After some initial filtering of the applications I was lucky enough to be one of only 30 candidates selected for the first round of tests and interviews in Innsbruck, Austria. It seemed like the first part of the test was to get to there, as city is not easy to find convenient flights between the UK and Innsbruck!
A few of us started to meet up in the evening before testing was to start, and despite the details we had been given by the OeWF we started to speculate over what it might be like, with more and more elaborate ideas, making us ever so slightly nervous…
We started early(ish) on the Saturday morning. Each person I met was more impressive than the last. You know you are among some truly talented people when you hear the words „I only have two Masters degrees…“and „While I was in Antarctica..“ floating across the room.

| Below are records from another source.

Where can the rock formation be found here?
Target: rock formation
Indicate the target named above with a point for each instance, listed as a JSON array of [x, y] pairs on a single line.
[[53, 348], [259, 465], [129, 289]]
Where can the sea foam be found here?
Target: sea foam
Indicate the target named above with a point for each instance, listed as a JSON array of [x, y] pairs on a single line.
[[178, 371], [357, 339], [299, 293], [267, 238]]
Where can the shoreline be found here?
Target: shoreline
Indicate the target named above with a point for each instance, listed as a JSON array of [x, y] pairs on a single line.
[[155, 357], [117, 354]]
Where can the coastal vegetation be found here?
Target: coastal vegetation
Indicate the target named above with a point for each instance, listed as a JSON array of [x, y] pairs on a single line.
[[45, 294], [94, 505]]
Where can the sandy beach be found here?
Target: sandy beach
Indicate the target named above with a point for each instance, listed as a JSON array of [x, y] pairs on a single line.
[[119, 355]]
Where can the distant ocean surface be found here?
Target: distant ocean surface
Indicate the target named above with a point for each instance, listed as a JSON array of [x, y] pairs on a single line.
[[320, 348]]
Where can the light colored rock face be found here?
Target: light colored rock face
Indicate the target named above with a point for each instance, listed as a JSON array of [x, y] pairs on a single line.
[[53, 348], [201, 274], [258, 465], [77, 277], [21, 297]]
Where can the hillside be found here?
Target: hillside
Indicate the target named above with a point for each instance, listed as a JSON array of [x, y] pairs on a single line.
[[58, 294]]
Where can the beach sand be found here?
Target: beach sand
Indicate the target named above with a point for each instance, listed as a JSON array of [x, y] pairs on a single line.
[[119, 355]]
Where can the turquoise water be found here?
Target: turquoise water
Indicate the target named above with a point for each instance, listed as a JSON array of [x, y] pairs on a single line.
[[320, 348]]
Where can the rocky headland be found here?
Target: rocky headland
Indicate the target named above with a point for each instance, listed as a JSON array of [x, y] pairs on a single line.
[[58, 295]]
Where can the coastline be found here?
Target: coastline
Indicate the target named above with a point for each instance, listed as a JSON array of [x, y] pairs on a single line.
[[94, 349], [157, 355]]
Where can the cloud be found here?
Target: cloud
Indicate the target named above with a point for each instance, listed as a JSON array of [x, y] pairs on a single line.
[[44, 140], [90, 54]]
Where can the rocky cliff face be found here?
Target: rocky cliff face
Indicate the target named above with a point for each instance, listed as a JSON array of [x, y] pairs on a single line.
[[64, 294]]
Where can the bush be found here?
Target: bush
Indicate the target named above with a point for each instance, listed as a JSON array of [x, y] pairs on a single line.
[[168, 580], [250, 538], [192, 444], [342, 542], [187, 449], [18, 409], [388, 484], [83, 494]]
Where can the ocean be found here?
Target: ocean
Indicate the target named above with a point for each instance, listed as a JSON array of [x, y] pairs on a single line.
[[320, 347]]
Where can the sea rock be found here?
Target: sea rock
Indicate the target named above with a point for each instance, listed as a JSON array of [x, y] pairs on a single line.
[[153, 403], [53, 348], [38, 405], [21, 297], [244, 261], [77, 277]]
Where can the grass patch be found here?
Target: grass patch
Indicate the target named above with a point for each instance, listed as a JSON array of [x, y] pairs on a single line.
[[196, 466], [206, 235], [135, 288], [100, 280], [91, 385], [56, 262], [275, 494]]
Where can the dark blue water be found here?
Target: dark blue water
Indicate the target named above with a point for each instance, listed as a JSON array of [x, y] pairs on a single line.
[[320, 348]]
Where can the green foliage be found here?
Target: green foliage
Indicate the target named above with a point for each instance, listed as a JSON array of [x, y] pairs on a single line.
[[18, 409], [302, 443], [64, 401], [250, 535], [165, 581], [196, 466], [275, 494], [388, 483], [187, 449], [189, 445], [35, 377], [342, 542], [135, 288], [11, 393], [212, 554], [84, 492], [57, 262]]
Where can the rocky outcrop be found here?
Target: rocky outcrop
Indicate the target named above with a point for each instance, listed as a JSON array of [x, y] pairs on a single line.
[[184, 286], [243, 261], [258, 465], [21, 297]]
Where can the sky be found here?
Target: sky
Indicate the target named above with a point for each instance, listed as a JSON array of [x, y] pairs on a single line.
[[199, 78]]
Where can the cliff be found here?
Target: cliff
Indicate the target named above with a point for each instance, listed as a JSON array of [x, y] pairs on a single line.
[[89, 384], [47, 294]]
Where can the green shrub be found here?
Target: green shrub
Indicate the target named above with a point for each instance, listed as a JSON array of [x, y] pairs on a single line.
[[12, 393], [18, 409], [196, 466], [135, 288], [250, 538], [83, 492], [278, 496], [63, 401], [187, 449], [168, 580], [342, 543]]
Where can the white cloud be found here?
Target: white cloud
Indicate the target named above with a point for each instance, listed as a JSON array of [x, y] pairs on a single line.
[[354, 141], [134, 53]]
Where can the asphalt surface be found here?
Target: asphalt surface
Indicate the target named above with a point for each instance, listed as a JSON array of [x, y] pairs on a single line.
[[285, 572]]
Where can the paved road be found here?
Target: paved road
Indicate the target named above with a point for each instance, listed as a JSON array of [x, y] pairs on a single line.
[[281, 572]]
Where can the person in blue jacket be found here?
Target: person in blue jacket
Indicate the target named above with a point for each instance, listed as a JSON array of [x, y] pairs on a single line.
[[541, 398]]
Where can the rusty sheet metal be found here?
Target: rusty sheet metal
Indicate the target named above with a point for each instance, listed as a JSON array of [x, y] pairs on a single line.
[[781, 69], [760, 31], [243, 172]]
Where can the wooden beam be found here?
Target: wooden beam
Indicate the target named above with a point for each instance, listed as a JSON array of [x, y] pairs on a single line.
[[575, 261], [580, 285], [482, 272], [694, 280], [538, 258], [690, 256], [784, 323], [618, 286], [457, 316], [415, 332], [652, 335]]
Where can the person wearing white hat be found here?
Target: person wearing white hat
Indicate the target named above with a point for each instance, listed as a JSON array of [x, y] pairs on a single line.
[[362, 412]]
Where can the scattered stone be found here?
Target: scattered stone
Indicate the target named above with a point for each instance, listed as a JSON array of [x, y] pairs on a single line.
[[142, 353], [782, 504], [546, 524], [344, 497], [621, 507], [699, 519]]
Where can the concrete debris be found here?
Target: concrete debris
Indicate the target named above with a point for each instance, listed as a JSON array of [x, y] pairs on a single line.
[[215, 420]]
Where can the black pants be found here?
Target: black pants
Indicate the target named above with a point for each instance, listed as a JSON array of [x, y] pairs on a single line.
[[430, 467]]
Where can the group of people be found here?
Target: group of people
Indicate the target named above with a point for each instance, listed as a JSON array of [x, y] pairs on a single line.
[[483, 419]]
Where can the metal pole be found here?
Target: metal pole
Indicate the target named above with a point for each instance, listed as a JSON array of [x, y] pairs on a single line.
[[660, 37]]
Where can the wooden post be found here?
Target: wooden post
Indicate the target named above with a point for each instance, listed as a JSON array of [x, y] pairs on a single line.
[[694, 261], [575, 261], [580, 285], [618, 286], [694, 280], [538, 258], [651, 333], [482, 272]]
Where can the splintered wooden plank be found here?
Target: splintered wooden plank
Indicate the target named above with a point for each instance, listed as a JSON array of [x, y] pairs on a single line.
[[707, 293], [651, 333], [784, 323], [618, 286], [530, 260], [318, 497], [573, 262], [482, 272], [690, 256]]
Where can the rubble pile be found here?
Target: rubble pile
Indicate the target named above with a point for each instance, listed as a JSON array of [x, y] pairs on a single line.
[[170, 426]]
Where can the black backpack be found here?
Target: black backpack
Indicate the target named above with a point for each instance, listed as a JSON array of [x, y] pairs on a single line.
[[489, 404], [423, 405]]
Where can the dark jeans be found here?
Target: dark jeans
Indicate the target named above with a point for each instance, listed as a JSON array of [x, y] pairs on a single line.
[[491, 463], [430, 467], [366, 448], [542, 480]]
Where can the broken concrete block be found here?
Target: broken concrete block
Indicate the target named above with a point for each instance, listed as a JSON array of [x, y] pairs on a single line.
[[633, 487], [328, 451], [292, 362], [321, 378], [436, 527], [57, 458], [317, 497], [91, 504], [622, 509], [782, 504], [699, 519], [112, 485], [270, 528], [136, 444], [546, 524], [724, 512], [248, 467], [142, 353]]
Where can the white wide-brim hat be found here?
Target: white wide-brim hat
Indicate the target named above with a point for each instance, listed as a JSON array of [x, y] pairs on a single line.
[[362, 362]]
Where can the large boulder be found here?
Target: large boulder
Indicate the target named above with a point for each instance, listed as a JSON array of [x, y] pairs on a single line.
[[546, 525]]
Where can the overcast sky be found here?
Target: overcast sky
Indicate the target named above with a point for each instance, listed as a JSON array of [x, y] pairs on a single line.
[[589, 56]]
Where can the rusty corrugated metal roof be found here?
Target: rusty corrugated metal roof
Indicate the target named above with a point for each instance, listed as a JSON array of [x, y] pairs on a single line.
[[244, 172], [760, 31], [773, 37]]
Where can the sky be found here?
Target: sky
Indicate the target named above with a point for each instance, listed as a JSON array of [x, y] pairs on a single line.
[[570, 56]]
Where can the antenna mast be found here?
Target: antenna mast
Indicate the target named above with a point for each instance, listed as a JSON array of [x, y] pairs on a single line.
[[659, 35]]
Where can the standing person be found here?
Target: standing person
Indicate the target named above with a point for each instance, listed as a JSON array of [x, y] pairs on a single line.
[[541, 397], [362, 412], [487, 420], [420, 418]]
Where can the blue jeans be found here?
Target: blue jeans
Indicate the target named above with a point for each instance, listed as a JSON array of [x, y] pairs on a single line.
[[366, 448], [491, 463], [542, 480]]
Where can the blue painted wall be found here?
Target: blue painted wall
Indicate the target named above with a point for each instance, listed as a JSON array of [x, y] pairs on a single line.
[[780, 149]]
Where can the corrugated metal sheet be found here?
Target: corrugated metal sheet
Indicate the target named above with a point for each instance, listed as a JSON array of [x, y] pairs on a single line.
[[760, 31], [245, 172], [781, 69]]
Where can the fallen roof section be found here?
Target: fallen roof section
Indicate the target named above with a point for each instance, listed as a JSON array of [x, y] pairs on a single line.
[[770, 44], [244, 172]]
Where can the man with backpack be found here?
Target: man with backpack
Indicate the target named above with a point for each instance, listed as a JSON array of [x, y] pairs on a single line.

What you quickly come to realise, though, through the conversations and getting to know this extraordinary group of people, is that each of them has a unique set of skills and experiences and education, but that they compliment each other in a way that would create a really strong and capable team. Rather than feeling in direct competition with everyone else, we quickly developed a camaraderie that genuinely wanted the best for everyone. If only the OeWF had 30 places.
I think everyone left the weekends activities feeling as though they had done their best, and that whomever was chosen, they would genuinely be the best candidates to go forward to the last round.
I was one of the fortunate candidates selected to continue into the C selection. Again, the first ‘test’ was finding flights that would match the testing period, especially as it gets closer to main skiing season!
If I felt in awe of the original 30, the final 15 were obviously going to be even more impressive. Imposter syndrome kicks-in and you find yourself thinking, perhaps, that everyone else has managed to achieve more than you. But what you realise is that its not more or less impressive (except for a few of them ;) ), but what strikes you is the amazing diversity of experiences and talents represented in such a small group – from Doctors to Chemists, to Physicists and Biologists. Each of us is (potentially) part of the puzzle to creating the perfect Analog Astronaut team.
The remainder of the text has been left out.